In seeking to understand variation and change in past human societies, archaeologists have shown that complex societies develop in a variety of cultural and ecological contexts. Reconstructions of emergent complexity throughout the New World reveal that past peoples constructed and maintained the type of landscapes ideal for supporting larger, more sedentary populations. An excellent case study of built landscapes is the prehistoric chiefdoms of lower Central America, a region bordered to the north by present-day El Salvador and Honduras and to the south by Colombia. By AD 200, prehistoric settlements located in both agriculturally productive and marginal areas became part of a network of paramount chiefdoms spanning lower Central America.
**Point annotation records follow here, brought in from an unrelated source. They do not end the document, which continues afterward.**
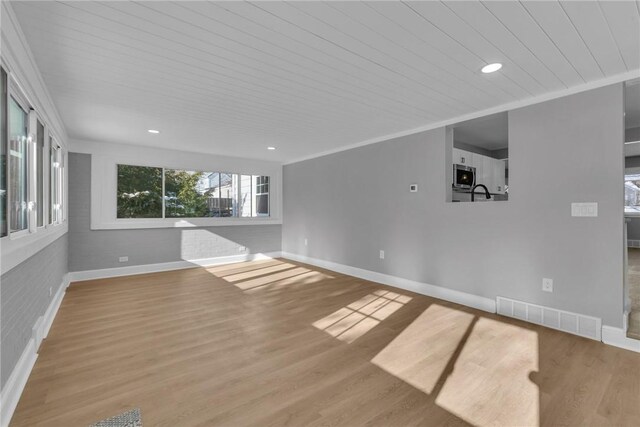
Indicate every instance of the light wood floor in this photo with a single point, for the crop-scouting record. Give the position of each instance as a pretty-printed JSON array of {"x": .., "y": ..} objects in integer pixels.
[{"x": 280, "y": 343}]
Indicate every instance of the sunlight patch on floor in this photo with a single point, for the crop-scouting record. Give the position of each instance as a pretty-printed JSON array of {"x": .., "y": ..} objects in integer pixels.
[
  {"x": 353, "y": 321},
  {"x": 476, "y": 368},
  {"x": 420, "y": 354},
  {"x": 270, "y": 278},
  {"x": 299, "y": 280},
  {"x": 490, "y": 383},
  {"x": 256, "y": 273}
]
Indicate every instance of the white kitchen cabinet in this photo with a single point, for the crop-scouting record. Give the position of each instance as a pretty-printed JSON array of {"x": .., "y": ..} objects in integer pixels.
[{"x": 489, "y": 171}]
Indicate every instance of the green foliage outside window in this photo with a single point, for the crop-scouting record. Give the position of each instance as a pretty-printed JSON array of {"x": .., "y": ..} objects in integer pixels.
[
  {"x": 182, "y": 196},
  {"x": 139, "y": 192}
]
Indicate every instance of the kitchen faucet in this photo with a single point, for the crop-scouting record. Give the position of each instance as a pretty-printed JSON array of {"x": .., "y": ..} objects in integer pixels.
[{"x": 486, "y": 192}]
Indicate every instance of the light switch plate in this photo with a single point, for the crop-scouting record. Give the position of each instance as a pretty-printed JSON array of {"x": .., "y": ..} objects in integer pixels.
[{"x": 584, "y": 209}]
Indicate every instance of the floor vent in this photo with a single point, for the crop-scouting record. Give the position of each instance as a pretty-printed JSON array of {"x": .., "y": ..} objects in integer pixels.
[
  {"x": 633, "y": 243},
  {"x": 573, "y": 323}
]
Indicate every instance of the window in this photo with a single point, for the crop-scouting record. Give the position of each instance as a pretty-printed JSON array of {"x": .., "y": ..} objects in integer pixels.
[
  {"x": 139, "y": 192},
  {"x": 184, "y": 194},
  {"x": 18, "y": 167},
  {"x": 40, "y": 172},
  {"x": 632, "y": 193},
  {"x": 57, "y": 183},
  {"x": 262, "y": 195},
  {"x": 149, "y": 192},
  {"x": 24, "y": 139},
  {"x": 245, "y": 196},
  {"x": 3, "y": 153}
]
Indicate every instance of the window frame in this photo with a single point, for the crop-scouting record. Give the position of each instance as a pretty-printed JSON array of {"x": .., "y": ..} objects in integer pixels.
[
  {"x": 5, "y": 142},
  {"x": 253, "y": 194},
  {"x": 105, "y": 158},
  {"x": 57, "y": 217},
  {"x": 34, "y": 119},
  {"x": 15, "y": 93}
]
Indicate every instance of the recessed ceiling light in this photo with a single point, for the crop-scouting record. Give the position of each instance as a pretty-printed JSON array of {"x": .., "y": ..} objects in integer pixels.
[{"x": 490, "y": 68}]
These chiefdoms experienced population growth and political expansion up until sixteenth-century European colonization.
In this study, the relationship between environmental conditions and sociopolitical complexity is addressed through examination of plant and animal remains excavated from midden contexts at Sitio Drago (AD 800 to 1900), a Late Ceramic phase village site located on a Caribbean island in western Panama. The analyzed macrobotanical and faunal remains are derived from five excavation units representing human occupations spanning the Pre-Biscuitware (AD 800 to 1200), Biscuitware (AD 1200 to 1450), and Historic (AD 1600 to 1900) Phases. This project is the first integrative analysis of plant and animal remains from western Panama and provides new datasets valuable for regional and global comparisons.
Analyses of plant and animal taxa present in the assemblages suggest that Late Ceramic people at Sitio Drago used continual investments in the landscape to overcome the island’s thin, acidic soils. Differences in ubiquity values, densities, and standard counts confirm that villagers intensified production of tree fruits and maize in fields near residential structures. These managed plant foods appear to have become more important in the overall diet during a phase of population growth, while diversity of plant and animal resources declined. During the same time, as local fisheries are overexploited and depleted, people focused more on trapping and hunting terrestrial animals that are attracted to cleared-edge forest and orchards. This reconstruction of subsistence activities at Sitio Drago provides an example of how people living in areas less agriculturally productive and lacking key material resources can develop a resilient subsistence economy capable of supporting complex society without degrading the environment.